If I actually had time to think, I'd be worried about so much. So much so that I'd become completely inert, unable to move or function or even get out of bed. Which is probably why I pop-up like tarts from a toaster every morning at 5:30. No apparent direction, no pressing need - work, life's calling or even nature's calling related - yet there I am, every morning before dawn, pacing and peering out from behind the curtains like some cut-rate version of Lady MacBeth. Right before the big scene.

So it's probably for the best that there's zero time to really think, between my parents increasing disconnect with reality, trying to finish cleaning out their entire house before surgery D-Day of June 1, Christie's issues and her two friends I've apparently unknowingly adopted for the next few months, the new courts, old courts and looking at possibly moving soon...

Because if stopping for a moment, even just to think, weren't such an unaffordable luxury right now, I'd realize what it feels like to be so far in over your head that drowning seems a reasonable, if not the only, way to bring some peace. The built-in failure of all of this would be just too obvious. If I had time to see the oncoming train, I might actually try to sever the cords connecting me to the track.

No such luck.

Monday, May 01, 2006

And what if tomorrow never arrives?

As the elevator doors snapped open and just as quickly closed, I caught only a glimpse of her red hair and tired smile, a slight flicker of recognition passing through her eyes. Then, just as quickly as she'd arrived she was gone.

A free spirited survivor of the Haight Ashbury days, Arlyne and I knew one another in passing. She had her court turf; I had mine. We shared the parking garage for cigarettes, and even then only by occasional happy coincidence. The only other thing we shared were mutual friends: Nancy, Luann, Joanie, Helen -- all fixtures long before I arrived, years of shared collecting: partying, husbands, memories, stories and of course, legal records. Arlyne was the oldest of the bunch, but hardly looked it. I couldn't believe it when she said she was nearly 70.

She didn't like or believe in doctors, and said she didn't want to know when her time was up.

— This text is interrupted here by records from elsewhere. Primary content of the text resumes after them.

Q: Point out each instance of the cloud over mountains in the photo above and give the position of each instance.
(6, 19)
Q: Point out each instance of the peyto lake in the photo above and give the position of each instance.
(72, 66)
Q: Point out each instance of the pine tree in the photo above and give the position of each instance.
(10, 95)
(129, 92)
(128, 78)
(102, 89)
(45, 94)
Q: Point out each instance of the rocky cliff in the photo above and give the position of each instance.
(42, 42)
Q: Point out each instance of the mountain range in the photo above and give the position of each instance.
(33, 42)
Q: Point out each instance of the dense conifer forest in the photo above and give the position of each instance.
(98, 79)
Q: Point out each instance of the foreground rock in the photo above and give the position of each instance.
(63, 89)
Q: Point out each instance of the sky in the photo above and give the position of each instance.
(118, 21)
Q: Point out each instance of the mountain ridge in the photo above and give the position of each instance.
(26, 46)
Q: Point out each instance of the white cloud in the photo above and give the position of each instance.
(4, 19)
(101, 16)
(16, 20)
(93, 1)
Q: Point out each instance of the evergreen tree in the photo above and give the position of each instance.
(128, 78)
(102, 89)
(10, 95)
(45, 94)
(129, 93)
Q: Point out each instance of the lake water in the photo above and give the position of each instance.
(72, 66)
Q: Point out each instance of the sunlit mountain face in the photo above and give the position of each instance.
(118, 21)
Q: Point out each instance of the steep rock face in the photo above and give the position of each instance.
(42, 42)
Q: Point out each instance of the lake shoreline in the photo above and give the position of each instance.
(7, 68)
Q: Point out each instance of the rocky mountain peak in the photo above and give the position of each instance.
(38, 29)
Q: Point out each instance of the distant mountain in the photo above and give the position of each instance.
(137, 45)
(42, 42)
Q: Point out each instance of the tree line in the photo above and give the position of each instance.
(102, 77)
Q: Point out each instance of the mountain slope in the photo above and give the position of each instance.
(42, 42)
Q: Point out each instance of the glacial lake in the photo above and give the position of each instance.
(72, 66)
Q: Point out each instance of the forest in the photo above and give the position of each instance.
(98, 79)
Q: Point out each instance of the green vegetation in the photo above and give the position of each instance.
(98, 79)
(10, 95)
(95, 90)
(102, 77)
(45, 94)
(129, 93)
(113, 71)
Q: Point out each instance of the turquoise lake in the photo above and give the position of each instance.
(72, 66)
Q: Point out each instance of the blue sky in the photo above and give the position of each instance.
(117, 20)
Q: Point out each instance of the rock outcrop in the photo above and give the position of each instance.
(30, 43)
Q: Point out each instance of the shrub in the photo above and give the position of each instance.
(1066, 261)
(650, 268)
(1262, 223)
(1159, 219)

She was arty, funny, friendly and kind.

I was doing her court records for her the past few weeks, waiting for her surgery, recovery and return after removal of a mass from her brain. Today I heard the court clerks say she died Friday. I'm very sad over this woman's passing, and yet we didn't really know each other well. We never partied together, like me and crazy redhead Luann, or shared cancer stories, like Luann's mom and I do - or even talked men and relationships, like Nancy, Helen and me.

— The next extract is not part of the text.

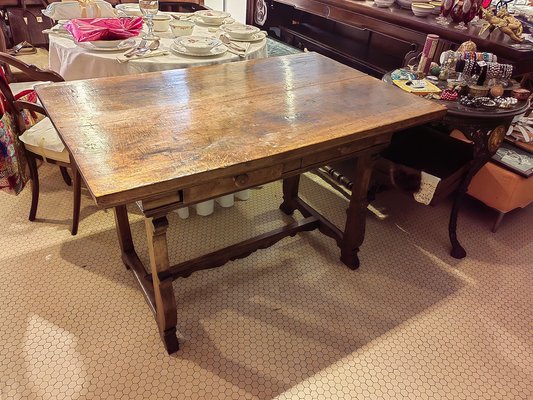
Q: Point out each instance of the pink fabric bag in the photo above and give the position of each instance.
(91, 29)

It just seemed like we were kindred spirits in many ways, except one: Arlyne lived her life exactly as she wanted to live it. She wasn't waiting around for this, that or the other event to happen so she could finally do what made her happy. She just did it.

This has been on my mind all day long -- how important it is not to squander time, or live with regrets. Because you just never know.

Wish I could say it made me happier and less afraid about my recent big life choices - the car, the whole "should I stay or should I go" choice that has to be made by this weekend, everything involved in this latest risky venture. . .

But it doesn't.

What it does in some weird way is make me more afraid; getting mired down further in debt and adult responsibility is moving away from what should be my path and on to one that belongs to someone entirely different. When all is said and done, I'm not meant to be this person -- this person that takes care of everyone else --- who couldn't keep alive house plants not that long ago. Mortgages, bridge loans, new dwellings and new cars all feel like bigger traps to me.

Some days I just want to run screaming from all of it. But I can't.